June 1989 Forecast -- Flux Range 186 - 324

by Roy, AD5Q - Houston, Texas

10 Meters: It is Sporadic E season on 10 Meters. It has been said that sporadic E (short skip) openings are not related to solar activity, but it does seem that these openings are better at the bottom of the spot cycle. Though we still have DX to the east, west and south; most DX'ers have vacated 10 Meters and left it to the 10-10'ers and novices. 10 is never good in the summer, except on FIELD DAY.
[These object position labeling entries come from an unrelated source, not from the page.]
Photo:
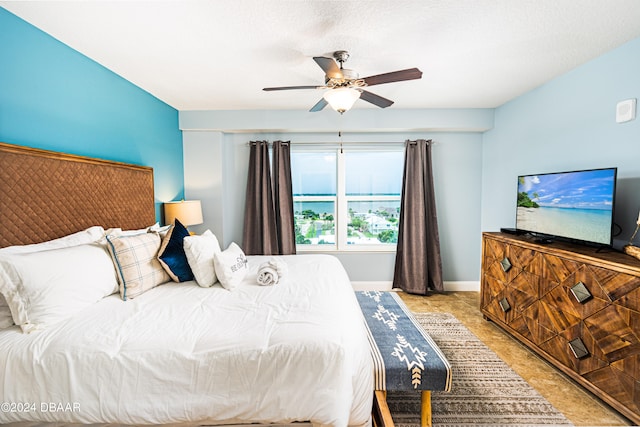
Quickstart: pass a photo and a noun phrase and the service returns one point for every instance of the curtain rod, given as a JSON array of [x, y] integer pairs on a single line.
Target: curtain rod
[[345, 143]]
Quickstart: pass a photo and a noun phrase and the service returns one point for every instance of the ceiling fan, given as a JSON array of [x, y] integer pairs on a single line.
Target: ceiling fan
[[344, 86]]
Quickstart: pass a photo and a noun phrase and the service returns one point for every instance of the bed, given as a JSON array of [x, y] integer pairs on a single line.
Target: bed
[[178, 353]]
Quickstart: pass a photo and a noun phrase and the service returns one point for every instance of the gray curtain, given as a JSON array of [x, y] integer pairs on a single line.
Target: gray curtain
[[259, 236], [268, 220], [418, 267], [283, 198]]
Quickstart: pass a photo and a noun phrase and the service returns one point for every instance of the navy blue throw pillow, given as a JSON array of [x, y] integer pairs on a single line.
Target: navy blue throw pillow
[[172, 256]]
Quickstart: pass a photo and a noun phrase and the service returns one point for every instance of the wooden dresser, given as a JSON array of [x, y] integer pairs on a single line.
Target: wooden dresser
[[577, 308]]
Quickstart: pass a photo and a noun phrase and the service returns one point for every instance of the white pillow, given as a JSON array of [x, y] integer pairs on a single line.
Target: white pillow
[[90, 235], [43, 288], [231, 266], [6, 320], [200, 251]]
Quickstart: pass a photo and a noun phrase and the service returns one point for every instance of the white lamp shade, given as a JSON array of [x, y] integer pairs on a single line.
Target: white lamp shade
[[341, 99], [188, 212]]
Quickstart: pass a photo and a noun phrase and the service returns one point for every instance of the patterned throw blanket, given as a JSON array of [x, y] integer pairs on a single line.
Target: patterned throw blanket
[[405, 357]]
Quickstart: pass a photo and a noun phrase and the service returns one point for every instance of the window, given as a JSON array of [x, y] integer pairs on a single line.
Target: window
[[346, 199]]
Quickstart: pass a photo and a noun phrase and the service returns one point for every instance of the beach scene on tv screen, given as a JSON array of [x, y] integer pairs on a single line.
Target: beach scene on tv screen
[[576, 205]]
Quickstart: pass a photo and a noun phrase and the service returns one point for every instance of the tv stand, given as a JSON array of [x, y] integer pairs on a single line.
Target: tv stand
[[577, 308], [543, 240]]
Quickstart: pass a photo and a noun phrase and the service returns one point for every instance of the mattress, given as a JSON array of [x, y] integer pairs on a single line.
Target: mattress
[[182, 354]]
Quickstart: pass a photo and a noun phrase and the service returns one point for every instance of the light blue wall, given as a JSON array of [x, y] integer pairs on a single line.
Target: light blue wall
[[567, 124], [54, 98]]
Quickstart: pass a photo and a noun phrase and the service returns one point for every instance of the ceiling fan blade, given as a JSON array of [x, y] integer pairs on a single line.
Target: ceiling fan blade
[[319, 106], [291, 87], [329, 67], [394, 76], [375, 99]]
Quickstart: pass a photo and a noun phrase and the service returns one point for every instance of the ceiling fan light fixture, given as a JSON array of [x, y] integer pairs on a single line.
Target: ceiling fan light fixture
[[341, 99]]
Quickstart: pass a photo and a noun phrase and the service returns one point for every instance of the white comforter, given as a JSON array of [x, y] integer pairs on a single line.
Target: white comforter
[[295, 351]]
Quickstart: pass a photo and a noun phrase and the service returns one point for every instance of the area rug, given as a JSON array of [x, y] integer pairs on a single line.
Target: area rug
[[486, 391]]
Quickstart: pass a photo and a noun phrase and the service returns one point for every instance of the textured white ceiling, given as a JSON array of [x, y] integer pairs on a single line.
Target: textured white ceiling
[[219, 54]]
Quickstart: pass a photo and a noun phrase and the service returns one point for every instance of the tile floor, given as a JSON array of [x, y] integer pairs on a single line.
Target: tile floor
[[580, 406]]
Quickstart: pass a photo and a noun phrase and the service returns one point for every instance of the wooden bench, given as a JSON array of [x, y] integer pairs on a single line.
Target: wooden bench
[[405, 357]]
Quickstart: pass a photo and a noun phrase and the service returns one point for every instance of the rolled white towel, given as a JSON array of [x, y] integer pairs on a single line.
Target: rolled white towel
[[272, 271]]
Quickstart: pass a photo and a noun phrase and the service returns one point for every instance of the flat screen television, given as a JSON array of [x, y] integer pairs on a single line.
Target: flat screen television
[[576, 205]]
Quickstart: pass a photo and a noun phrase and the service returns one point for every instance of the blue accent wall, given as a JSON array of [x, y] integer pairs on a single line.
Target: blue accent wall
[[568, 123], [54, 98]]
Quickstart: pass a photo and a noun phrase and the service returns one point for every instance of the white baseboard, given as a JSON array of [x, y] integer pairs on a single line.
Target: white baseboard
[[458, 286], [461, 286], [372, 286]]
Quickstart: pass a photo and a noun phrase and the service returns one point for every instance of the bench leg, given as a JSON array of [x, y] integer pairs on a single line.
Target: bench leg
[[381, 413], [425, 416]]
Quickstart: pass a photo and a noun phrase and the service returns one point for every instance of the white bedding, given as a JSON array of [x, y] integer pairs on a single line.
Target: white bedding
[[180, 353]]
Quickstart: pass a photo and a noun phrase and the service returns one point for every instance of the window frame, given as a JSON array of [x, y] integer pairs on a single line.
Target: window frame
[[341, 200]]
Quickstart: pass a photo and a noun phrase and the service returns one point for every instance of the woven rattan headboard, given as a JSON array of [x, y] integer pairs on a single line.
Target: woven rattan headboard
[[45, 195]]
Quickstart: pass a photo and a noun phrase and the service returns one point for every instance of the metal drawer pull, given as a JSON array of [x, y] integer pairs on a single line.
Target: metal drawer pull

15 Meters: Fantastic! The band opens to Europe in the morning via long path before it opens short path. Toward noon we get a nice opening to all of east Asia and Indonesia. Russians and Europeans come through much of the day and well into the evening. Pacific signals come through starting in the afternoon until well past midnight. One feature of these late night Pacific openings is that the path extends well beyond Australia, across the south Indian Ocean to Africa on an autumn daytime path. This is one long path opening we do not get on 20. The African and Indian Ocean stations can be heard (mostly on SSB) working VK/ZL while America sleeps. Few are taking advantage of the long path propagation, but it is interesting. May (including early June) is probably the best month for 15 Meters, but July is the worst. The month ahead will bring rapid deterioration on 15, which has been the only remaining band with good daypath DX. Since current conditions are the combined result of good day and night path propagation, 15 meter activity will drop sharply by mid July. Remaining signals will be weak, leaving only one good DX band remaining:

20 Meters: Propagation on this band is easy to predict. All nighttime paths are reliable except those to the Antarctic (winter night). You can work into and across nighttime areas starting in late afternoon and for a few hours after sunrise. The summer long path configuration (Africa/Indian Ocean) is in place.